Stack from ghstack (oldest at bottom):

Summary

This PR adds an alternative triton lowering for _scaled_mm. This uses an updated mm template that utilizes persistent scheduling + TMAs on A and B matrices.

Limitations:

  • This implementations does not work with Bias values:
    # Inductor does not allow optional tensor input arguments currently (pass None as an
    Plan is to remove this work around and enforce that both scaling + bias is properly done as epilogues onto the existing templates
  • K dim must be 32 or greater for these to take effect
  • Gated by a config flag ( currently defaults to Off, maybe should be on)

Testing

We dont have any tests exercising this code in CI/CD but I updated the relevant tests in test_fp8 and they are all green:
Screenshot 2024-12-05 at 7 24 07 PM

Follow Ups

  • Work to update the base mm triton templates and utilize the same template from mm/addmm/scaled_mm w/ respective epilogues
  • Tuning on Persistent kernel configs.

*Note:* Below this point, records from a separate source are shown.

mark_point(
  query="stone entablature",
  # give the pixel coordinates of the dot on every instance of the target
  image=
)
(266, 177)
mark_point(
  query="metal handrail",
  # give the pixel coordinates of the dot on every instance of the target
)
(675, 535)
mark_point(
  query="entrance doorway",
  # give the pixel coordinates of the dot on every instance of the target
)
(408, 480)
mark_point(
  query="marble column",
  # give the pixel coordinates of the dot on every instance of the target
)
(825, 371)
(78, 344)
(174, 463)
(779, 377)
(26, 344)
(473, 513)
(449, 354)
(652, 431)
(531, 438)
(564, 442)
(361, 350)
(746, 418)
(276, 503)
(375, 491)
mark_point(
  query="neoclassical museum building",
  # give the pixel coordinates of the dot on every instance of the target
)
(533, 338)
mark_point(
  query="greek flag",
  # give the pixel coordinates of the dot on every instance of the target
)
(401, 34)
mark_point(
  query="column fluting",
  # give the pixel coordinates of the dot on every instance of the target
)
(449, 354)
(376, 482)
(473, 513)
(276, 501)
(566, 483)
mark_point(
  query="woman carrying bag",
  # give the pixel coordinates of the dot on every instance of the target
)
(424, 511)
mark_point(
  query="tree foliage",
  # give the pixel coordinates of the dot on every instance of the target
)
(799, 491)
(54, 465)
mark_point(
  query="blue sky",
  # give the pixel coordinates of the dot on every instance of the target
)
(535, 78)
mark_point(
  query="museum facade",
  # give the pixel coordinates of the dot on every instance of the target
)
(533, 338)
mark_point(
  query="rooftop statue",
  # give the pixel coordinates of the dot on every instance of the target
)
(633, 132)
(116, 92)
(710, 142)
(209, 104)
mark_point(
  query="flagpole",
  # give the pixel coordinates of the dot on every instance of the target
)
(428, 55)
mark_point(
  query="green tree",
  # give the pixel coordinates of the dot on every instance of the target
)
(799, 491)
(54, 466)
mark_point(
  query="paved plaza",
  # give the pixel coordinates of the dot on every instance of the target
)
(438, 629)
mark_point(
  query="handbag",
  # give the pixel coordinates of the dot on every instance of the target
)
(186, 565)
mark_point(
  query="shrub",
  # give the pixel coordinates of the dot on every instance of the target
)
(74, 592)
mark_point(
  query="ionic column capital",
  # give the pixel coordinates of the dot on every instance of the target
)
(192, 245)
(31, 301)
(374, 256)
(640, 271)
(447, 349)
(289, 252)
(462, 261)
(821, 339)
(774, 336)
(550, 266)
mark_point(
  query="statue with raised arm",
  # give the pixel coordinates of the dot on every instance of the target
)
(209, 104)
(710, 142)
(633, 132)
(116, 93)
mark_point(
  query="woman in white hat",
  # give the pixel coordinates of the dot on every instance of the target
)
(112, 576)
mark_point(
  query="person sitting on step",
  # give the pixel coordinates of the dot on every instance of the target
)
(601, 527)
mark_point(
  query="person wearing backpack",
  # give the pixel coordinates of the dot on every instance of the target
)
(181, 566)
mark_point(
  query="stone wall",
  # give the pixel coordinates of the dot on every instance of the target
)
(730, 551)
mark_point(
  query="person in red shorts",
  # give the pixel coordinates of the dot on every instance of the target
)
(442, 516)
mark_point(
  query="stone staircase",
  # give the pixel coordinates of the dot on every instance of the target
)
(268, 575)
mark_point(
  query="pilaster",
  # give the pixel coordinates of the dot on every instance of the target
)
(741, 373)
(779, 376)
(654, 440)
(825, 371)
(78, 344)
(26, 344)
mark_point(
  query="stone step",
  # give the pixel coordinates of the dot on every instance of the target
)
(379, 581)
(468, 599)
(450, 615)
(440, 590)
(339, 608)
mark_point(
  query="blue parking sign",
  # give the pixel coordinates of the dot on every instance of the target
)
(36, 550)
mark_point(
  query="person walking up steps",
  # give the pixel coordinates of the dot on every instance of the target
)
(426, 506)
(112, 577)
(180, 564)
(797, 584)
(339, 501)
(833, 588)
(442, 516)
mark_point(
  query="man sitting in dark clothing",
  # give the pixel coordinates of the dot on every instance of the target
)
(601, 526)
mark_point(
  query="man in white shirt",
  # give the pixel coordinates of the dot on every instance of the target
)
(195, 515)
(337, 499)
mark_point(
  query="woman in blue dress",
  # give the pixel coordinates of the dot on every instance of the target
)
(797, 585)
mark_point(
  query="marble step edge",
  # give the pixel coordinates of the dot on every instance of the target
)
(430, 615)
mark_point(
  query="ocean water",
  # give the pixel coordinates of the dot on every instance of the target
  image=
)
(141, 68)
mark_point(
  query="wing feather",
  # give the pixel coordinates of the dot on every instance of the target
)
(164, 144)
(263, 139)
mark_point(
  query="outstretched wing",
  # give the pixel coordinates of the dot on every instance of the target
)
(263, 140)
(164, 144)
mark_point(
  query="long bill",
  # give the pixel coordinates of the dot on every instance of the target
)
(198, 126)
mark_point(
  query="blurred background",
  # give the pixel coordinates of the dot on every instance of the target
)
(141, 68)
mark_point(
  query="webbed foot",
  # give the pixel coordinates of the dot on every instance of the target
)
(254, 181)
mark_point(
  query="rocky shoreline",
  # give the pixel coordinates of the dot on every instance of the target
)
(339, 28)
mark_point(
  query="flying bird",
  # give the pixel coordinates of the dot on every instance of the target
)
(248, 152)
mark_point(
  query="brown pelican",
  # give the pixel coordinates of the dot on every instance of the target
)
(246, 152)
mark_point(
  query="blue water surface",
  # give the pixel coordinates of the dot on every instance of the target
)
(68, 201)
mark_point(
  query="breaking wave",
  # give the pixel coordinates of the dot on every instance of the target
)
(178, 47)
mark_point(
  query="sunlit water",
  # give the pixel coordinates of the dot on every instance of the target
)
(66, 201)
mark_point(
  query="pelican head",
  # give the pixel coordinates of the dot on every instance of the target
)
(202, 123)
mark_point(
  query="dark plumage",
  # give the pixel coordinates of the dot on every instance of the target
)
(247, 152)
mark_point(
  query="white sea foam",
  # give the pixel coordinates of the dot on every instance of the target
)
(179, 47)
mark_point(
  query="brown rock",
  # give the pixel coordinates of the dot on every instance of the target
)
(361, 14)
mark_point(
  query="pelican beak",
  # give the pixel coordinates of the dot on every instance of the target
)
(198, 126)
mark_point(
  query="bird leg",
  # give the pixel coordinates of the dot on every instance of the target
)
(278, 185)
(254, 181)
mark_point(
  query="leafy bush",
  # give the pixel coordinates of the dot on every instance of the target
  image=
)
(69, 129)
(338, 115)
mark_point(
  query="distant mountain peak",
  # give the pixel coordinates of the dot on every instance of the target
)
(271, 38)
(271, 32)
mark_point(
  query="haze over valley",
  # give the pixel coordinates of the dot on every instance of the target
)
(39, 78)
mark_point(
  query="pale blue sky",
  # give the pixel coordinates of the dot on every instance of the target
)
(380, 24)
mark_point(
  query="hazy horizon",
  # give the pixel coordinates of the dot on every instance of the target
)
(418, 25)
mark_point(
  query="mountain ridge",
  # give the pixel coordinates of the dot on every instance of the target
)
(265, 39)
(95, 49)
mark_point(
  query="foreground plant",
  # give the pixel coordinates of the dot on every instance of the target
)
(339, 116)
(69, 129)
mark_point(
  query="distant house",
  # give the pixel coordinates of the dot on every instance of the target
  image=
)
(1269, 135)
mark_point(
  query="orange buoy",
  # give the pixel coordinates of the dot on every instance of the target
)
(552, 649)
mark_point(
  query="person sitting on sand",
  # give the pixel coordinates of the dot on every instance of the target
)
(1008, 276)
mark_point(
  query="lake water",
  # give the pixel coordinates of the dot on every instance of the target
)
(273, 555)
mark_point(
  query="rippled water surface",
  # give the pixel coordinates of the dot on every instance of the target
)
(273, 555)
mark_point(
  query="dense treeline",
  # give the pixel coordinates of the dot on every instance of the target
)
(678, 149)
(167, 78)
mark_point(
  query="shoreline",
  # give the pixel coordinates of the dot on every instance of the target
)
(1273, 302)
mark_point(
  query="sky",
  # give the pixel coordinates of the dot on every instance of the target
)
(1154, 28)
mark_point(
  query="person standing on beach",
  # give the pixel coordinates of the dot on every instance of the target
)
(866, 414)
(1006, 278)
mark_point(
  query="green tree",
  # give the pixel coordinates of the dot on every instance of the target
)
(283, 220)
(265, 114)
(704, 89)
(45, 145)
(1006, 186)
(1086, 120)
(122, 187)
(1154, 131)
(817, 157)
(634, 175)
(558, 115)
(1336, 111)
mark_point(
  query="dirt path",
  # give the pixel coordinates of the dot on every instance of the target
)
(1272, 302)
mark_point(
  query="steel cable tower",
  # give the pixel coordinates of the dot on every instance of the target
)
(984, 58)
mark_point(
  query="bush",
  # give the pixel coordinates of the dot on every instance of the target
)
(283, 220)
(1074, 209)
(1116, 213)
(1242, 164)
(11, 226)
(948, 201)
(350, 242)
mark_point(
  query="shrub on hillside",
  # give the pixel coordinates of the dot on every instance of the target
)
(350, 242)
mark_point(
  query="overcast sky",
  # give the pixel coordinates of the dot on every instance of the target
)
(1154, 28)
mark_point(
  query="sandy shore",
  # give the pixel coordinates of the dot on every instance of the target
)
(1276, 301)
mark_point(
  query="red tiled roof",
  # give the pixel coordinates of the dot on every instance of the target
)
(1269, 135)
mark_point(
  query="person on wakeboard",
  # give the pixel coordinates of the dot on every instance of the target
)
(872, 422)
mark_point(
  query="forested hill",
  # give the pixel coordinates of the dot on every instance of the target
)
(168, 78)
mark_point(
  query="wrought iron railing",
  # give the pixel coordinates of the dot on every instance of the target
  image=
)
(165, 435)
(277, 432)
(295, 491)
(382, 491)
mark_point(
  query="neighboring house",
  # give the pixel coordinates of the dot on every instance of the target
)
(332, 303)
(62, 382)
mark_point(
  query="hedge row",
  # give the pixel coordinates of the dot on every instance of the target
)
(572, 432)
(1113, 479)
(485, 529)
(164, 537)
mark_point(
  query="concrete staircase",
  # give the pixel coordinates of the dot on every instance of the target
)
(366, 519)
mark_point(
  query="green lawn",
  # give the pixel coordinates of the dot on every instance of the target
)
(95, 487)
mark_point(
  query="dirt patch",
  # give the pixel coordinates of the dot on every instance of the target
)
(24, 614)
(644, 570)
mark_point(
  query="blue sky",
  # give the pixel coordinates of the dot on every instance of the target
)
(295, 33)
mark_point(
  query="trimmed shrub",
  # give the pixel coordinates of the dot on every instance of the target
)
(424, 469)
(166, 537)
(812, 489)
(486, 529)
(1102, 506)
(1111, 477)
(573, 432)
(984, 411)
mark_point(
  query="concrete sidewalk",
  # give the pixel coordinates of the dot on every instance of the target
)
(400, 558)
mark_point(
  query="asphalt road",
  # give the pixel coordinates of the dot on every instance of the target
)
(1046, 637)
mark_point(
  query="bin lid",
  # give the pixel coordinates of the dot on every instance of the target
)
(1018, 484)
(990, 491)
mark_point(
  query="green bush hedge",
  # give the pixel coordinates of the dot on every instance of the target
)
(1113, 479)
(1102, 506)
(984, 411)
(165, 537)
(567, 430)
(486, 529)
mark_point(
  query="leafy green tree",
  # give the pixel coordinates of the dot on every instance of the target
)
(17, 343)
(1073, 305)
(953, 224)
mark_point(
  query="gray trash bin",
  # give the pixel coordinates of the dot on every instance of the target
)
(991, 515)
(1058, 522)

I found ones that work for my problem shapes but need to do some more NCU work

Some profiling code I was using

Code I am using to iterate w/

import torch
from dataclasses import dataclass
from jsonargparse import CLI
import logging
from pathlib import Path

from transformer_nuggets.utils.benchmark import ProfileConfig, profile_function
from torchao.float8.inference import (
    addmm_float8_unwrapped_inference,
    preprocess_data,
    Float8MMConfig,
)
from transformer_nuggets.fp8.fp8_matmul import (
    matmul_persistent,
    matmul_tma_persistent,
    matmul_device_tma_persistent,
)
from enum import Enum

logging.getLogger("transformer_nuggets").setLevel(logging.INFO)


class FP8Kernel(Enum):
    PERSISTENT = "Persistent"
    PERSISTENT_TMA = "Persistent-TMA"
    DEVICE_TMA = "Device-TMA"
    SCALED_MM = "Scaled-MM"


class ScalingStrategy(Enum):
    PER_TENSOR = "PerTensor"
    PER_ROW = "PerRow"


@dataclass(frozen=True)
class ExperimentConfig:
    M: int
    K: int
    N: int
    scaling_strategy: ScalingStrategy
    fp8_kernel: FP8Kernel
    compile: bool


def get_fp8_matmul(
    A: torch.Tensor,
    B: torch.Tensor,
    scaling_strategy: ScalingStrategy,
    fp8_kernel: FP8Kernel,
):
    A_fp8 = A.to(torch.float8_e4m3fn)
    B_fp8 = B.to(torch.float8_e4m3fn)
    A_fp8, B_fp8 = preprocess_data(A_fp8, B_fp8, Float8MMConfig(use_fast_accum=True))
    
    if scaling_strategy == ScalingStrategy.PER_TENSOR:
        a_scale = torch.tensor(1, device="cuda", dtype=torch.float32)
        b_scale = torch.tensor(1, device="cuda", dtype=torch.float32)
    elif scaling_strategy == ScalingStrategy.PER_ROW:
        a_scale = torch.ones((A_fp8.size(0), 1), device="cuda", dtype=torch.float32)
        b_scale = torch.ones((B_fp8.size(1), 1), device="cuda", dtype=torch.float32).T
    else:
        raise ValueError(f"Invalid scaling strategy: {scaling_strategy}")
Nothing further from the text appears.